Recent quarterly earnings showed the heavily indebted retailer suffered a net loss of $358 million and had just over $100 million in cash, compared to $1.1 billion in the previous corresponding period.

News that the company is hiring a law firm known for bankruptcy proceedings is also believed to be negatively impacting market sentiment.

GameStop investment

When Mr Cohen first tapped into a Bed Bath & Beyond shareholding, retail investors had pinned their hopes on him turning the company around in much the same way that he changed the fortunes of video gaming chain GameStop after buying an initial 10% interest in 2020.

That stake involved a $76 million spend on 9 million shares priced at around $8 each.

In March this year, Mr Cohen boosted his holding in GameStop to 11.9% by spending $10 million on a further 100,000 shares.
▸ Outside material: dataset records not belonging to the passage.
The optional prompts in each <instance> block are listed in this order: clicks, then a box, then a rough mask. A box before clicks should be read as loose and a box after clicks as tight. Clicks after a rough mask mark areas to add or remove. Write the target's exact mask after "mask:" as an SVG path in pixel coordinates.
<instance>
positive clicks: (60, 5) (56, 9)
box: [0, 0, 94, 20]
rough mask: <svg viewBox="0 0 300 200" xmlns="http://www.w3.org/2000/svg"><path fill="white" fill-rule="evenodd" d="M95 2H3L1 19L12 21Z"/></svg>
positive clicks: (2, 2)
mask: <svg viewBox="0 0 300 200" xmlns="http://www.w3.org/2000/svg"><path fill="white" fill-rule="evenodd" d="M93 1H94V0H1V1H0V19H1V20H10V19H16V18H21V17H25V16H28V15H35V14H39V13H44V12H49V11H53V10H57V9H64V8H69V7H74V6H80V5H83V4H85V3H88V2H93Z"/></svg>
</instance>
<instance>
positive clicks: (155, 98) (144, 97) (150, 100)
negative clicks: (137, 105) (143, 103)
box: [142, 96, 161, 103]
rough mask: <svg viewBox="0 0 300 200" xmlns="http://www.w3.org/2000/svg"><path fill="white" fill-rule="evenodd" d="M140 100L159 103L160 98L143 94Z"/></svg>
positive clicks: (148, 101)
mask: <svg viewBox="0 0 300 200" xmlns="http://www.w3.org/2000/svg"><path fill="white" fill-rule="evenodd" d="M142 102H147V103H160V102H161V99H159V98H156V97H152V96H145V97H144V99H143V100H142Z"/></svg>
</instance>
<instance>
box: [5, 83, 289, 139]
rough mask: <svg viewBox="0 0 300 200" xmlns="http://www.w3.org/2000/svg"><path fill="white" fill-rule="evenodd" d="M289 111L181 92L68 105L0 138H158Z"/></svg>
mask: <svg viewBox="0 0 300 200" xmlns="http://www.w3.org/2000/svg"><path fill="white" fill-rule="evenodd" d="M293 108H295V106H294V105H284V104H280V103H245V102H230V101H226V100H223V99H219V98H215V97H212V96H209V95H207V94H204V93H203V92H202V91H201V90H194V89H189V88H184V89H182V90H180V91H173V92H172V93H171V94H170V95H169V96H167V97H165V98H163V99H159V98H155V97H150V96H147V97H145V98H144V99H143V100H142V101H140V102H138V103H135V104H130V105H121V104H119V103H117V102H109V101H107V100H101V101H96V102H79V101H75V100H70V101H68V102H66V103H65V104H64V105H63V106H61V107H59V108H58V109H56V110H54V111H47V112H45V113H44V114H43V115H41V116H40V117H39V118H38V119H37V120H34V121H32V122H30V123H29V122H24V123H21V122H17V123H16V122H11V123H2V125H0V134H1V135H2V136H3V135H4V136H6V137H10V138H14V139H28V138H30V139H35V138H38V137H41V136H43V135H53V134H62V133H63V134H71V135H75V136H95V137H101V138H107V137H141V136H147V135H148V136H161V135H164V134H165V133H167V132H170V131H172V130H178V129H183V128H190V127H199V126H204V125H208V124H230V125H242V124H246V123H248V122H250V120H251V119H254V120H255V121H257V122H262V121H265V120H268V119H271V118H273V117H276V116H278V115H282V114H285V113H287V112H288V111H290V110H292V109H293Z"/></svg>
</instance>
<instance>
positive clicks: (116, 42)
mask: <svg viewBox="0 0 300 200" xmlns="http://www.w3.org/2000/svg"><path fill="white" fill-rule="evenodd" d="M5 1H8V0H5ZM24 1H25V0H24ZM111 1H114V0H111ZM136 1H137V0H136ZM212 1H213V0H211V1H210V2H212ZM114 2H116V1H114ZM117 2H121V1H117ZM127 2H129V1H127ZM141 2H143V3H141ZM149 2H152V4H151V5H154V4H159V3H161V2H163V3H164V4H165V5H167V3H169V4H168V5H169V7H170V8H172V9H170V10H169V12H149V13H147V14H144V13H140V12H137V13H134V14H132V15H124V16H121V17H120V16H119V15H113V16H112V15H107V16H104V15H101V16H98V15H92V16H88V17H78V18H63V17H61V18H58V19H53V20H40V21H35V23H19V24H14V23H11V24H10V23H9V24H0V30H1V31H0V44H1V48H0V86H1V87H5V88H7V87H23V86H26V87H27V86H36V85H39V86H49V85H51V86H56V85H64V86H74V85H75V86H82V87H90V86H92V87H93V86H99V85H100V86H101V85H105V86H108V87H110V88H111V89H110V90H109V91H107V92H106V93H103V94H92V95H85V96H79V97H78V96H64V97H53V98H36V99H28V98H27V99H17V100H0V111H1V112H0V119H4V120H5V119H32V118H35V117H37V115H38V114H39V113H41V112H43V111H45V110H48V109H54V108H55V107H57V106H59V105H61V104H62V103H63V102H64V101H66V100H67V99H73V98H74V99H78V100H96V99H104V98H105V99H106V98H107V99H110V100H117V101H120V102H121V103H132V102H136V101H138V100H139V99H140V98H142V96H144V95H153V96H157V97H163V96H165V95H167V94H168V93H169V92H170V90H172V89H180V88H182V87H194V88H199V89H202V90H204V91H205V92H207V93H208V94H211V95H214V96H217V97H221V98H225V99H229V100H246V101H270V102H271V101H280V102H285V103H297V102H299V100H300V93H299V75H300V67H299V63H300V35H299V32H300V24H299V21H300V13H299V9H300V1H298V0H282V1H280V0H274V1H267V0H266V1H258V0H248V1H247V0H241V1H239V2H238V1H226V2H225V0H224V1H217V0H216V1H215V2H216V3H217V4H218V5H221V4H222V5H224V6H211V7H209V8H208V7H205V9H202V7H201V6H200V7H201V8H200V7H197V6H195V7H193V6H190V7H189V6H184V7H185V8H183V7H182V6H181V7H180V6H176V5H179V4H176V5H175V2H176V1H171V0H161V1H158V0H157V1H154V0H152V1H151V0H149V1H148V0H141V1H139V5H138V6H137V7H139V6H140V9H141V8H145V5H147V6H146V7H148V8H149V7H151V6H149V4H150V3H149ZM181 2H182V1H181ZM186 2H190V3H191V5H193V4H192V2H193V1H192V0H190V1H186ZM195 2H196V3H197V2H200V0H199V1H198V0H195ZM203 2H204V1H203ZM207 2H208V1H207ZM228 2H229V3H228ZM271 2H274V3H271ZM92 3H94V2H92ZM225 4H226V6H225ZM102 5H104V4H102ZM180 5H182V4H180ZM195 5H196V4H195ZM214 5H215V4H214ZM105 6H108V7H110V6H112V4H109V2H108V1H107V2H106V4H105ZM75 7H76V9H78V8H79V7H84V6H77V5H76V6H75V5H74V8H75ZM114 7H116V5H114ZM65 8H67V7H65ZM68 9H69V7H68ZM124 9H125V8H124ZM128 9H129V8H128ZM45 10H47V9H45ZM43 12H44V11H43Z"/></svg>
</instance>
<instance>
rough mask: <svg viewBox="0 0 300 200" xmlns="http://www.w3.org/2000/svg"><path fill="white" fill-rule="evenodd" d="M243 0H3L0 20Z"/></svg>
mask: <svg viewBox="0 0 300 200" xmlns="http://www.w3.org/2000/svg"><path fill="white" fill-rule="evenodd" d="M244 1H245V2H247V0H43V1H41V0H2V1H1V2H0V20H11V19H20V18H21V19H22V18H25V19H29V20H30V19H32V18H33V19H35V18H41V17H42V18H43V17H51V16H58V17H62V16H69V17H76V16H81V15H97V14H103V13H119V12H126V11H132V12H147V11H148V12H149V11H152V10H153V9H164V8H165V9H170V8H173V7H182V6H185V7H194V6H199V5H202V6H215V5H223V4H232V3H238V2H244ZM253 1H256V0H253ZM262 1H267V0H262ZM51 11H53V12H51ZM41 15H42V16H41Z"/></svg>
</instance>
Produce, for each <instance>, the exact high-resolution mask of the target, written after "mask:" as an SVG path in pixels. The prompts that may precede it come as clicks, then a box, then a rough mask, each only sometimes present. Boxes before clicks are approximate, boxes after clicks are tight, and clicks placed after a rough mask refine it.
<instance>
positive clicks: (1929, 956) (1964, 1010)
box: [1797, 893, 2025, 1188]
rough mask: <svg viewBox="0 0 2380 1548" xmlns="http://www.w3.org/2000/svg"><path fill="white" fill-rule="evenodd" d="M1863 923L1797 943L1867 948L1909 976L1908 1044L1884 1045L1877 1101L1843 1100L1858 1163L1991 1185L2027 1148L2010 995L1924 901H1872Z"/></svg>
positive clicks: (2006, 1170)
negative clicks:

According to the regulatory filing, he began buying at $96.80 per share and finished his spree as the stock jumped to around $108 per share.

The move was labelled a “huge vote of confidence” in GameStop as RC Ventures had not purchased additional shares in over 12 months.

‘Future-oriented vision’

GameStop had originally been written off as a relic of an era where a massive retail footprint was essential and consumer interest was defined by Black Friday crowds and blockbuster game releases.

Mr Cohen had expressed interest in being more actively involved with the company’s decision-making in order to produce the best results for all shareholders.

He offered investors a “future-oriented vision” for the gaming retailer focused on digital sales, esports, streaming and mobile gaming.

He pressed bosses to make changes, secured several seats on the GameStop board and set about revitalising the company.
In January, Mr Cohen was appointed to GameStop’s board of directors, which triggered a 1,500% increase in the company’s share price over the following two weeks.

In June, he became chairman and has since overseen a management and board makeover.